Edwin Amenta

Edwin Amenta
Fields Social policy
Social movements
Political sociology
Historical sociology
Comparative sociology
Sports sociology
Institutions University of California, Irvine
Alma mater Indiana University (AB)
Indiana University (MA)
University of Chicago (PhD)

Edwin Amenta is an American sociologist best known for his study of social policy, social movements, and the New Deal.

Career

Through his Political Mediation Theory, developed as a consequence of studying the Townsend movement for old-age pensions and other New Deal movements, Amenta has influenced how scholars conceptualize, study, and explain social movement impacts.[1] He is also known for theorizing the role of political institutions in policy-making. Amenta's recent work includes the development of a newspaper coverage database that allows scholars to test theories of social movement impacts across 34 major social movement organizations.[2]

Amenta has written three books and more than 50 articles and book chapters. Bold Relief: Institutional Politics and the Origins of Modern American Social Policy (Princeton University Press, 1998) won the 1999 Distinguished Book award from the American Sociological Association section on Political Sociology.[3] His article “Age for Leisure? Political Mediation and the Impact of the Pension Movement on U.S. Old-Age Policy" (with Neal Caren and Sheera Joy Olasky) won the 2006 Best Published Article Award from the American Sociological Association section on Collective Behavior and Social Movements.[4]

Amenta's other books include When Movements Matter: The Townsend Plan and the Rise of Social Security (Princeton University Press, 2006)[5][6] and The Wiley-Blackwell Companion to Political Sociology (Wiley-Blackwell, 2012).[7]

Amenta is serving as the 2013-2014 chair of the American Sociological Association Collective Behavior and Social Movements section,[8] and he has received funding from the Russell Sage Foundation[9] and the National Science Foundation.[10]
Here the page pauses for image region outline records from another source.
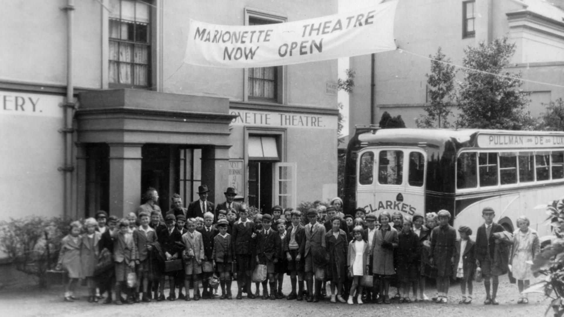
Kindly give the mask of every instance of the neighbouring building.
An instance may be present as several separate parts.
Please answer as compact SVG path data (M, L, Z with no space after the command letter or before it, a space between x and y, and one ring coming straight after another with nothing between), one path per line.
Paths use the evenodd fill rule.
M337 0L8 1L0 14L0 220L121 216L149 187L294 207L337 193L337 61L184 64L189 19L244 25Z
M401 115L407 127L415 127L430 101L425 74L430 73L430 61L425 57L440 47L461 65L465 47L506 34L517 45L507 71L539 82L525 82L521 88L531 93L531 115L540 116L545 111L541 104L564 97L564 1L401 0L394 36L404 51L350 58L356 76L350 134L355 125L377 124L385 111Z

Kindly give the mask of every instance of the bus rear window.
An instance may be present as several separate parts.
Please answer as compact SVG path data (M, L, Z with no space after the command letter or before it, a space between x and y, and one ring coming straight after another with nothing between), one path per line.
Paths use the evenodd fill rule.
M382 151L378 157L378 182L400 185L403 178L403 152Z
M499 177L502 185L517 183L517 153L499 153Z
M372 183L374 171L374 153L367 152L360 157L360 168L359 171L358 181L361 185L369 185Z
M564 152L553 152L552 161L550 163L552 167L552 179L558 179L564 178Z
M461 153L456 160L456 188L475 188L478 186L476 177L476 152Z
M532 182L535 180L533 169L534 156L532 152L519 152L519 182Z
M425 173L425 157L418 152L409 153L409 183L411 186L420 187L423 186Z
M480 187L497 184L497 153L480 153L478 155Z
M550 152L537 152L535 155L535 165L536 166L536 180L548 180L550 178L549 169L550 165Z

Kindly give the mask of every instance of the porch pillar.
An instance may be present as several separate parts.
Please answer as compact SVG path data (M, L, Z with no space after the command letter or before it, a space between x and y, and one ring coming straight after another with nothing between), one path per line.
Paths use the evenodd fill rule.
M217 205L225 200L223 192L229 184L229 148L214 146L202 148L202 184L211 191L208 199Z
M141 204L142 143L109 143L109 214L122 217Z

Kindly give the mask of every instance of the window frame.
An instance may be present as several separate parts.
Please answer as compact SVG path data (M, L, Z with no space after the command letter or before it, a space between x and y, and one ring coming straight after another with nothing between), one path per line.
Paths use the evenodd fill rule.
M288 21L288 18L275 14L268 13L257 10L245 8L244 10L245 25L249 25L250 20L255 19L270 21L275 23L281 23ZM276 81L275 82L275 96L274 98L268 98L250 95L249 91L249 74L248 68L243 71L243 101L245 102L256 102L261 103L275 103L285 104L287 100L287 65L275 67Z
M118 1L120 2L121 6L121 0ZM110 14L107 10L102 10L103 21L105 21L103 23L102 27L103 41L102 45L102 55L103 59L102 83L103 87L108 89L129 88L134 89L155 90L154 89L156 87L155 84L157 82L157 78L159 76L161 76L160 73L157 73L158 72L158 70L155 69L155 65L156 65L156 61L157 59L160 58L160 54L156 50L156 47L158 46L157 39L159 37L157 36L160 35L157 34L157 25L159 23L158 20L161 20L160 17L162 16L162 12L160 12L162 11L162 10L158 10L158 7L160 6L160 3L162 1L162 0L135 0L134 2L137 2L138 1L146 3L149 7L149 22L147 30L148 40L146 43L138 42L135 41L134 40L133 41L129 40L122 40L121 39L110 37L111 30L109 28L109 24L110 20L112 20L112 18L110 16ZM103 0L103 3L107 6L109 6L109 2L110 0ZM121 13L120 12L120 21L122 20ZM134 32L134 33L135 32ZM110 42L111 41L133 45L134 49L135 46L138 45L142 45L147 47L146 85L134 84L134 75L133 74L133 72L132 72L131 83L130 84L111 82L110 81L109 50ZM134 59L134 55L132 56L132 62L127 63L131 65L135 64L136 63L134 62L134 59ZM118 68L119 69L119 67L118 67ZM119 74L118 74L117 76L119 76Z
M472 16L467 17L468 6L469 4L472 4ZM462 2L462 38L468 38L475 37L476 36L476 1L475 0L468 0ZM468 29L468 24L466 22L469 20L474 20L474 29L469 31Z

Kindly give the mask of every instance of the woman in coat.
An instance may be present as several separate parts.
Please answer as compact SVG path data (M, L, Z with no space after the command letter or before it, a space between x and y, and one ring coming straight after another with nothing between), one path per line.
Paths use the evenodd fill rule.
M372 273L380 280L378 303L389 304L390 279L395 274L394 268L394 249L397 248L398 231L389 224L391 217L382 212L378 217L380 227L374 234L372 242Z
M329 253L329 265L325 278L331 281L331 302L346 302L341 294L343 283L346 278L347 235L340 228L341 218L334 216L331 218L332 230L325 236L325 249ZM337 296L335 296L335 287Z
M456 243L456 231L448 224L451 213L442 210L438 214L439 226L431 234L431 257L432 264L437 266L437 288L439 293L437 303L447 303L450 278L452 275L452 257Z

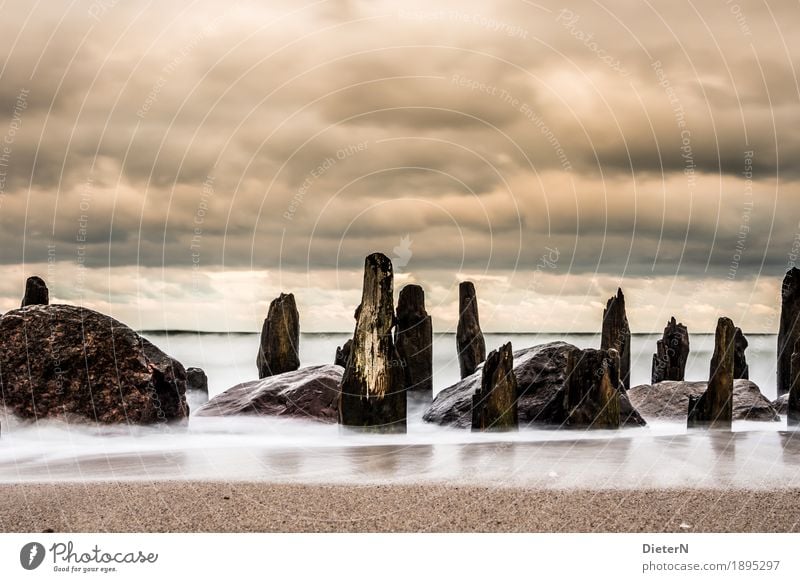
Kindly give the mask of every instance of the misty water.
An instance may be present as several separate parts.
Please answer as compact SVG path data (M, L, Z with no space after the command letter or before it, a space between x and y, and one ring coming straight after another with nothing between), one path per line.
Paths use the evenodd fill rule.
M148 333L185 366L199 366L213 397L256 379L257 334ZM655 334L632 340L632 385L647 383ZM303 365L332 363L347 334L303 334ZM687 380L708 377L714 337L691 336ZM487 334L487 349L563 340L598 347L597 334ZM774 335L748 336L750 377L776 394ZM455 336L434 338L434 390L458 380ZM190 401L193 409L198 403ZM536 487L783 487L800 485L800 435L786 422L735 422L733 431L687 431L683 422L575 431L472 433L422 421L408 433L343 433L336 425L267 417L194 417L187 426L88 427L6 421L0 482L215 479L312 483L418 483Z

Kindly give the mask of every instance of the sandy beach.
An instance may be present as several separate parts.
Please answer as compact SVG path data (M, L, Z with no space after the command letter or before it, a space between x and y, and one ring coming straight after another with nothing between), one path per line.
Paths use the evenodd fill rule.
M798 532L800 489L0 485L6 532Z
Political Mediation Theory

Before Amenta, most work on movement impacts focused either on the internal characteristics of movements (membership, resources, organization, tactics) or their external environments (openness of the political system, elite alignments and alliances, and state repressive capacities). In his books Bold Relief and When Movements Matter and in a string of articles, Amenta’s political mediation model proffers theory regarding interactions between the internal characteristics of movements and their external environments. Amenta argues that particular movement tactics work better in some contexts than in others, and his empirical work shows interactions between the assertiveness of movement tactics and short-term political contexts. Specifically, when elected officials and state bureaucrats are favorably disposed towards a movement, minimally-assertive tactics will suffice; but when elected officials and state bureaucrats are hostile towards a movement, assertive tactics are necessary. In addition, if elected officials are favorable but state bureaucrats are hostile, or vice versa, movement organizations must target the hostile parties rather than the favorable ones.[11]

Selected Bibliography

Books

Articles

References

  1. Halfmann, Drew. 2011. Doctors and Demonstrators: How Political Institutions Shape Abortion Law in the United States, Britain, and Canada. Chicago: University of Chicago Press.
  2. Somma, Nicolas M. "Individual resource contributions to voluntary organizations in the United States: A comparison between social movements and other organizations." 2014. Acta Sociologica 57(1): 0001699313518081. Accessed 2/17/14.
  3. "Section Award Winners." November 1999. Footnotes Newsletter of the American Sociological Association 27(8). Accessed 2/17/14.
  4. Collective Behavior and Social Movements Section of the American Sociological Association: List of Award Recipients. Accessed 2/17/14.
  5. Zieger, Robert H. "The Development of Federal Old-Age Policy in the Era of the Great Depression: Pensions, Policies, and Politics, 1920–1940." 2008. Journal of Aging, Humanities, and the Arts: Official Journal of the Gerontological Society of America 2(3-4): 251-265. Accessed 2/17/14.
  6. Princeton University Press. Accessed 2/17/14.
  7. John Wiley & Sons, Inc. Accessed 2/17/17.
  8. ASA Section on Collective Behavior and Social Movements. Accessed 2/17/14.
  9. Russell Sage Foundation: Edwin Amenta. Accessed 2/17/14.
  10. Amenta, Edwin, Neal Caren, Sheera Joy Olasky, and James E. Stobaugh. "All the Movements Fit to Print: Who, What, When, Where, and Why SMO Families Appeared in the New York Times in the Twentieth Century." 2009. American Sociological Review 74(4): 636. See footnote for grant citation.
  11. Halfmann, Drew. 2011. Doctors and Demonstrators: How Political Institutions Shape Abortion Law in the United States, Britain, and Canada. Chicago: University of Chicago Press.